Ça nous donne sept morceaux qui satisfont sans mal les critères de densité de matière et de richesse nutritive que malgré moi j’exige. En matant leurs clips, notamment celui de « Mañana », sorti la semaine dernière, on devine que les deux Argentins cultivent un fantasme de boys-band nouvelle vague : on passe d’un plan « âme tourmentée au milieu des bougies » à des photos about last night sans oublier une petite scène biblique qui, en Argentine ou au Mexique, ne doit pas sembler si « décalée » que voudraient le croire les sordides athées que nous sommes en Europe de l’Ouest. Tout cela me paraît néanmoins très prometteur, même si j’ai bien conscience de n’avoir jusqu’ici jamais fait mes preuves en tant que dénicheur de futures idoles.

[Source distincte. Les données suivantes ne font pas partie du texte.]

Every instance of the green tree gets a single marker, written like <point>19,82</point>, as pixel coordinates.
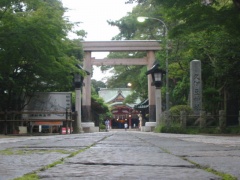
<point>34,51</point>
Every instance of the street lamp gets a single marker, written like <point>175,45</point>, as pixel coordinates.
<point>142,19</point>
<point>78,83</point>
<point>157,74</point>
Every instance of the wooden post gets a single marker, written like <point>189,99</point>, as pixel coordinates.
<point>202,119</point>
<point>222,119</point>
<point>183,118</point>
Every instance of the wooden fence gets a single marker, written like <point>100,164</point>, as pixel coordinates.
<point>10,121</point>
<point>202,120</point>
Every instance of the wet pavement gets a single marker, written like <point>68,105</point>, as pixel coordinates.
<point>120,155</point>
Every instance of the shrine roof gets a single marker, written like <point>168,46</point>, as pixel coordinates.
<point>109,95</point>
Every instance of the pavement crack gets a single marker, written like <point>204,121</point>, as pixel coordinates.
<point>136,165</point>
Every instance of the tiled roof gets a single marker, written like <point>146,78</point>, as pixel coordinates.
<point>110,94</point>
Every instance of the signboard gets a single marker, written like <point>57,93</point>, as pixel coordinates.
<point>47,102</point>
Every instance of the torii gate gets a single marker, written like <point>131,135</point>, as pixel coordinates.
<point>115,46</point>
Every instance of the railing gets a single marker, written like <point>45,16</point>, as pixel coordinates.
<point>11,119</point>
<point>202,120</point>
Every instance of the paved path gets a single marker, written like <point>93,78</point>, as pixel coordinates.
<point>120,155</point>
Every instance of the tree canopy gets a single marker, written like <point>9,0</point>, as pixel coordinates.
<point>35,53</point>
<point>207,30</point>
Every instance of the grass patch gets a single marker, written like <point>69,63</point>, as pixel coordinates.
<point>32,176</point>
<point>177,129</point>
<point>9,152</point>
<point>224,176</point>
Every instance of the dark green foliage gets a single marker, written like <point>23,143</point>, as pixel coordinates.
<point>175,110</point>
<point>35,54</point>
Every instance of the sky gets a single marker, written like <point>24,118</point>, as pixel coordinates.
<point>93,15</point>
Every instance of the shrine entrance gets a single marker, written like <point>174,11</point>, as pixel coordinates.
<point>116,46</point>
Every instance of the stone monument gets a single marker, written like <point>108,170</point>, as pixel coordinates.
<point>196,86</point>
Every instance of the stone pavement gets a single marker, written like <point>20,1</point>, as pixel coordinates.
<point>120,155</point>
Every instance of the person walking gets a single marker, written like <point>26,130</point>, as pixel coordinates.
<point>125,126</point>
<point>107,123</point>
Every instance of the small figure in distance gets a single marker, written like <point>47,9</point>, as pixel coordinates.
<point>107,122</point>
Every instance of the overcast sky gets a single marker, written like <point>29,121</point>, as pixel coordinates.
<point>93,15</point>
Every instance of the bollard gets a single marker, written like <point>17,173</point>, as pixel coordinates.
<point>183,119</point>
<point>202,119</point>
<point>239,118</point>
<point>222,119</point>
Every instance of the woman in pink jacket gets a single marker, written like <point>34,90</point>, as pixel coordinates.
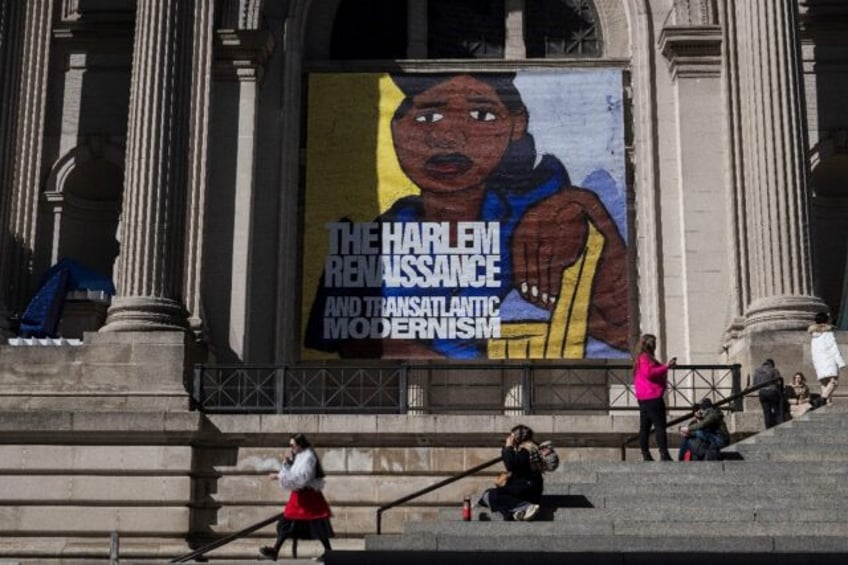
<point>650,379</point>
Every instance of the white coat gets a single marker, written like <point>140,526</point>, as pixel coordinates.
<point>826,357</point>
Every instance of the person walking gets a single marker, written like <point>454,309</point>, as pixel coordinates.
<point>650,380</point>
<point>307,514</point>
<point>798,394</point>
<point>826,357</point>
<point>771,396</point>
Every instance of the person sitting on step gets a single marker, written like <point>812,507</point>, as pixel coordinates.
<point>519,489</point>
<point>705,435</point>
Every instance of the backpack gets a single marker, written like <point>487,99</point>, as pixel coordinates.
<point>550,459</point>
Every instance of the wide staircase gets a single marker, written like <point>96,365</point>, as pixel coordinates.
<point>779,497</point>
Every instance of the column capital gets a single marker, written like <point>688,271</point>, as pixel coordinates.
<point>777,313</point>
<point>241,54</point>
<point>146,314</point>
<point>692,51</point>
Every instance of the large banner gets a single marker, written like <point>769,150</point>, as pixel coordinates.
<point>465,216</point>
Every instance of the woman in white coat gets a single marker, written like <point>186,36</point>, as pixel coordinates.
<point>307,514</point>
<point>826,357</point>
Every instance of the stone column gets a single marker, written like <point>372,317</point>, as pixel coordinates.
<point>691,42</point>
<point>773,224</point>
<point>153,217</point>
<point>9,65</point>
<point>28,167</point>
<point>237,72</point>
<point>197,171</point>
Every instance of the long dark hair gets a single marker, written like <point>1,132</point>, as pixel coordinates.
<point>515,170</point>
<point>522,433</point>
<point>304,444</point>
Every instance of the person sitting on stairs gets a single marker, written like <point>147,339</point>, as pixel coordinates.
<point>519,489</point>
<point>705,435</point>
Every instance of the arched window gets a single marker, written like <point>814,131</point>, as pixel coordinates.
<point>561,28</point>
<point>465,29</point>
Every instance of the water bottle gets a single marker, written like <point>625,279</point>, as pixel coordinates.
<point>466,509</point>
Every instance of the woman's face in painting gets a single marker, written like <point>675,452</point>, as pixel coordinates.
<point>454,135</point>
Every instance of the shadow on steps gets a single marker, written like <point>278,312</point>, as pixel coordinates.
<point>611,558</point>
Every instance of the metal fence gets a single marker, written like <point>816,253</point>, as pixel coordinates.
<point>445,389</point>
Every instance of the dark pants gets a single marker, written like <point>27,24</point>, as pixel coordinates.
<point>652,412</point>
<point>772,402</point>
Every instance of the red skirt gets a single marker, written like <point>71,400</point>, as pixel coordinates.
<point>306,504</point>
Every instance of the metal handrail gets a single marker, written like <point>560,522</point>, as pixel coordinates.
<point>431,488</point>
<point>685,417</point>
<point>225,540</point>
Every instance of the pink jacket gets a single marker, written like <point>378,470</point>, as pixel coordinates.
<point>650,378</point>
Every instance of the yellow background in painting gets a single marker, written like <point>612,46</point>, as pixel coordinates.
<point>351,166</point>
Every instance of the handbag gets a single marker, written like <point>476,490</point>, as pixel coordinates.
<point>502,479</point>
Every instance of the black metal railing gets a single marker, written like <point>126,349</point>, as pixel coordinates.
<point>431,488</point>
<point>225,540</point>
<point>524,388</point>
<point>735,399</point>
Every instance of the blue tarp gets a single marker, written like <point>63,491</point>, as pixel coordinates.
<point>42,315</point>
<point>81,277</point>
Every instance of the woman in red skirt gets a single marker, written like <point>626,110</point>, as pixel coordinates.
<point>306,515</point>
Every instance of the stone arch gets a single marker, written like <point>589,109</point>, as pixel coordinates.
<point>828,217</point>
<point>81,205</point>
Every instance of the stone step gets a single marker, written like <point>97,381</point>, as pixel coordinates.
<point>81,489</point>
<point>624,526</point>
<point>157,520</point>
<point>694,543</point>
<point>668,513</point>
<point>78,550</point>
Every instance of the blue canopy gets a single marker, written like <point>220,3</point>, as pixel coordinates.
<point>42,315</point>
<point>81,277</point>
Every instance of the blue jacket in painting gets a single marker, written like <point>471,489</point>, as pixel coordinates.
<point>504,205</point>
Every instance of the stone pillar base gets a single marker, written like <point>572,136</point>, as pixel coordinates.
<point>782,313</point>
<point>145,314</point>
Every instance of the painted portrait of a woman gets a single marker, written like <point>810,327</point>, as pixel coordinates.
<point>463,141</point>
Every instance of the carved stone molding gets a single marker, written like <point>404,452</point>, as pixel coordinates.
<point>692,51</point>
<point>242,54</point>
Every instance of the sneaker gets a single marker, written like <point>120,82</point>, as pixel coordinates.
<point>531,512</point>
<point>268,552</point>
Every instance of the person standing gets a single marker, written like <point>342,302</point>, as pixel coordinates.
<point>798,394</point>
<point>650,380</point>
<point>826,357</point>
<point>771,396</point>
<point>307,514</point>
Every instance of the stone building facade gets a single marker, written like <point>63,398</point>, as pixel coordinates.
<point>189,194</point>
<point>163,142</point>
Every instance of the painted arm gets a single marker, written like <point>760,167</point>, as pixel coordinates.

Le texte de présentation du Bandcamp mentionne que le mixage du EP a été assuré par un certain NEUEN, présenté comme le mixeur attitré de la scène trap argentine, dont je suis donc allé écouter quelques-uns des représentants, et là je me suis moins senti en terre inconnue qu’avec Defensa, si je me limite à l’aspect musical. En revanche, visuellement et stylistiquement, ces garçons suggèrent eux aussi à leur manière l’existence d’un monde parallèle – coiffures et décolorations hyper chiadées, choix vestimentaires d’une audace toute italienne, virilité alternative mais indiscutable – d’une partie de l’hémisphère sud dont, il faut bien l’avouer, je ne percerai jamais tous les secrets.